Recently, it was reported that MYO10 regulates integrin β1 activity at filopodia tips.²⁸ As shown in Figure 6C,D, GFP-MYO10 was successfully coimmunoprecipitated by ITGB1-FLAG. Additionally, endogenous interaction between MYO10 and ITGB1 was revealed in CT26 cells (Figure 6E). Fibronectin (FN) is the major ligand for integrin α5β1 and αvβ1.²⁹ Knockout of MYO10 reduced FN-dependent activation of FAK signaling (Figures 6F–G, S3). It was reported that RACK1 interacts with Src in osteoclasts.³⁰ Likewise, we confirmed this interaction between RACK1 and Src in CT26 cells (Figure 6H–I). Moreover, we found that the protein level of RACK1 and the phosphorylated Src (Tyr416) and phosphorylated FAK (Tyr397) levels were decreased without alteration of the total protein levels after MYO10 knockout (Figures 6J, S4). Collectively, these results suggested that MYO10 might partly participate in the promotion of progression and metastasis through the integrin/Src/FAK pathway.
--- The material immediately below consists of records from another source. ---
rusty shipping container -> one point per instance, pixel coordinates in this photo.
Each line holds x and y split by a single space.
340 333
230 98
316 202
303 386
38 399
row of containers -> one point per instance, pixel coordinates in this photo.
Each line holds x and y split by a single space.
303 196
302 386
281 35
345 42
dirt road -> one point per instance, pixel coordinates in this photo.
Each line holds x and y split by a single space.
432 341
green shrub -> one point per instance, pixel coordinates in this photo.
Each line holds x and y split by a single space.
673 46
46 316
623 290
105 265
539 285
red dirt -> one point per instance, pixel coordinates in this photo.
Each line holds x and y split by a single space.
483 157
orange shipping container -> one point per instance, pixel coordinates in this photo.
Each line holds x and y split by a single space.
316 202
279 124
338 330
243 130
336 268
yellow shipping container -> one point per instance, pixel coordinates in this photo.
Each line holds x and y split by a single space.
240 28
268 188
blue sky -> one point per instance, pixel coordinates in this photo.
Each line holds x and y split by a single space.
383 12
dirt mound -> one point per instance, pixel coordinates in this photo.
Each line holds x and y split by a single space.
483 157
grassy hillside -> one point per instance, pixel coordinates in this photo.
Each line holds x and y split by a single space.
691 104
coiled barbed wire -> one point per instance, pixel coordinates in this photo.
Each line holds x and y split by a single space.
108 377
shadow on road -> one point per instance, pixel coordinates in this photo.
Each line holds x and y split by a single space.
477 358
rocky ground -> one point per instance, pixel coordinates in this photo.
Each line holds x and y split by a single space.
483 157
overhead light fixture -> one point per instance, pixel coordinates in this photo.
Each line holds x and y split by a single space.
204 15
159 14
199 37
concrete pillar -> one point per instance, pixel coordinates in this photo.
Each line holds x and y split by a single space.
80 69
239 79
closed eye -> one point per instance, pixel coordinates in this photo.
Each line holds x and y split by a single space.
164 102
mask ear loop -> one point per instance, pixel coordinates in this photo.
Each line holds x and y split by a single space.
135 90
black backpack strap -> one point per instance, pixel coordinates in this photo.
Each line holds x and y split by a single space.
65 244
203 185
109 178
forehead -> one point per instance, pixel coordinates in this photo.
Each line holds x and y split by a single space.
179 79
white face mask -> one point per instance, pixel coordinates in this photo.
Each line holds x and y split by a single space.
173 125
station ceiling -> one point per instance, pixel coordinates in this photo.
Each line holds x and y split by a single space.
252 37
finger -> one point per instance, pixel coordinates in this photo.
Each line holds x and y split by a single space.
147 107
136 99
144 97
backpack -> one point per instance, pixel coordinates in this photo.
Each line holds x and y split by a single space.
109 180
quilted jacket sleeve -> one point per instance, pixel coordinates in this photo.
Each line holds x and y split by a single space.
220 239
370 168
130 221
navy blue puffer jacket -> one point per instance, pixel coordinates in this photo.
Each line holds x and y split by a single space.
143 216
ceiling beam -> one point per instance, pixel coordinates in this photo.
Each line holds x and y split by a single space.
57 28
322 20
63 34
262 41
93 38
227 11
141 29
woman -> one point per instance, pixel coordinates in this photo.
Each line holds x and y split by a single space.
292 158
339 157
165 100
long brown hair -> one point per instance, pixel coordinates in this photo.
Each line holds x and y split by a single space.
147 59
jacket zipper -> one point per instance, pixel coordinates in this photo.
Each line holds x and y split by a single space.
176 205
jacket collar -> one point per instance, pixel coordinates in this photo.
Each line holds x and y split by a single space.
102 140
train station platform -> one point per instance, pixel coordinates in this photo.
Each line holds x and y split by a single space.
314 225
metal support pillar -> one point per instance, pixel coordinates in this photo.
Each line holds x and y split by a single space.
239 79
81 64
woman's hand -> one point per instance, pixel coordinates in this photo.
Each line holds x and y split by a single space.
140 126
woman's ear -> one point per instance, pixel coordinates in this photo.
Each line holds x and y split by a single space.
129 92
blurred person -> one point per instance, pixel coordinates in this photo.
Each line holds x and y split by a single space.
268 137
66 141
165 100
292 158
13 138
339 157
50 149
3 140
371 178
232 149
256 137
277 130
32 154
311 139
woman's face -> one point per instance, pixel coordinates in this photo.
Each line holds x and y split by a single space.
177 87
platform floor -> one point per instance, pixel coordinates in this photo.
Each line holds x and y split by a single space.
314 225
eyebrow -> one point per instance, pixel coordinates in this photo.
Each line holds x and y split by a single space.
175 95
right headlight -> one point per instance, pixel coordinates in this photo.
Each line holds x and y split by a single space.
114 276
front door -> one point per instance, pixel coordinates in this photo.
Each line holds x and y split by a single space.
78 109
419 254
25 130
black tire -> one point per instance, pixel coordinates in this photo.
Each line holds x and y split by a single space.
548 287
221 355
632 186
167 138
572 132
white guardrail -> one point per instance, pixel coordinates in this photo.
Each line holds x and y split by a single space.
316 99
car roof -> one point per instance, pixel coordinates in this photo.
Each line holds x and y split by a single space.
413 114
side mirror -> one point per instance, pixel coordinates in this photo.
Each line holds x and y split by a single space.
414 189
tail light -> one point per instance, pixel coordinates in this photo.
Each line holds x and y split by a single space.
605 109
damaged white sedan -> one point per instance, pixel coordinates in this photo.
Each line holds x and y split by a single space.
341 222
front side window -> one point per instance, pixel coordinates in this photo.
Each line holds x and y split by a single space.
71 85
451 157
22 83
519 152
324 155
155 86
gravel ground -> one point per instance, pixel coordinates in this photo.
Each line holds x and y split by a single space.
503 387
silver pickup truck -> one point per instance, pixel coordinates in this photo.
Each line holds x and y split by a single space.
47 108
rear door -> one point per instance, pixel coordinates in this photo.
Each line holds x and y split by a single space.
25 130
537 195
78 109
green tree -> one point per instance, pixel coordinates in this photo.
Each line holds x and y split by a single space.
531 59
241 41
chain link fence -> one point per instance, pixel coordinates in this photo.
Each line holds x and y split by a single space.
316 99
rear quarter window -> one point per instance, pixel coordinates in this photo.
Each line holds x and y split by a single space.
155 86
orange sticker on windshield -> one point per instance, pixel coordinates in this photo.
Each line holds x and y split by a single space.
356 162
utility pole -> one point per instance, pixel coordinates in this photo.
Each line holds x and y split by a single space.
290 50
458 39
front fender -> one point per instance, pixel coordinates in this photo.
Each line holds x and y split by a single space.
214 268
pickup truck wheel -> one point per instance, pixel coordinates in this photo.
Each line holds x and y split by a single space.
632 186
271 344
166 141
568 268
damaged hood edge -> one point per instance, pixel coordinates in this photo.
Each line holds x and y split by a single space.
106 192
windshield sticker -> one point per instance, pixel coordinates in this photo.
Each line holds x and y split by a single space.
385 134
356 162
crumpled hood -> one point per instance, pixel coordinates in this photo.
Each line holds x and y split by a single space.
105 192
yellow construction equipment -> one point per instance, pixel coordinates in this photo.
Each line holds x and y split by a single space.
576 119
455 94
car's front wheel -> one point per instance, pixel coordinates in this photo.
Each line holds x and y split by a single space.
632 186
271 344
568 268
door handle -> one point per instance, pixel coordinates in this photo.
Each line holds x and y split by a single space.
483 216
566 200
3.7 MYO10 regulates integrin/Src/FAK signaling in a RACK1-dependent manner

To further verify whether MYO10 promotes CRC progression and metastasis by the regulation of RACK1, the siRACK1 and the MYO10-overexpressing HCT116 cells were prepared. Colony-formation assay showed that the suppression of RACK1 partly inhibits the colony number increased by MYO10 overexpression (Figure 7A,B). Moreover, knocking down RACK1 reversed the MYO10-induced cell migration of HCT116 cells (Figure 7C,D). Immunoblotting confirmed that overexpression of RACK1 could rescue the downregulation of p-Src (Tyr416) and p-FAK (Tyr397) protein level caused by MYO10 knockout (Figures 7E, S5). To confirm whether the poor tumorigenicity of CT26-KO cells in vivo was caused by knockout of MYO10, we used a lentiviral vector to partly restore the protein level of MYO10 in CT26-KO1 cell lines (Figure 7F). The engraftment potential of CT26-KO1 cells was partly rescued in vivo by overexpression of human MYO10 gene, while the volume of the tumor relatively small as compared to the CT26-NC group (Figure 7G–I). Immunofluorescence staining of human colorectal tissue microarrays revealed that FAK protein and FAK tyrosine phosphorylation (Tyr397) levels are elevated in CRC tumors compared with adjacent normal tissue; the same trend was observed for Src and Src tyrosine phosphorylation (Tyr416). Moreover, FAK and Src phosphorylation levels were higher in MYO10-high tumor tissues as compared with MYO10-low tumor tissues (Figure 7J,K). Together, these results demonstrate that MYO10 may act as an oncogene by regulating RACK1's functions in CRC.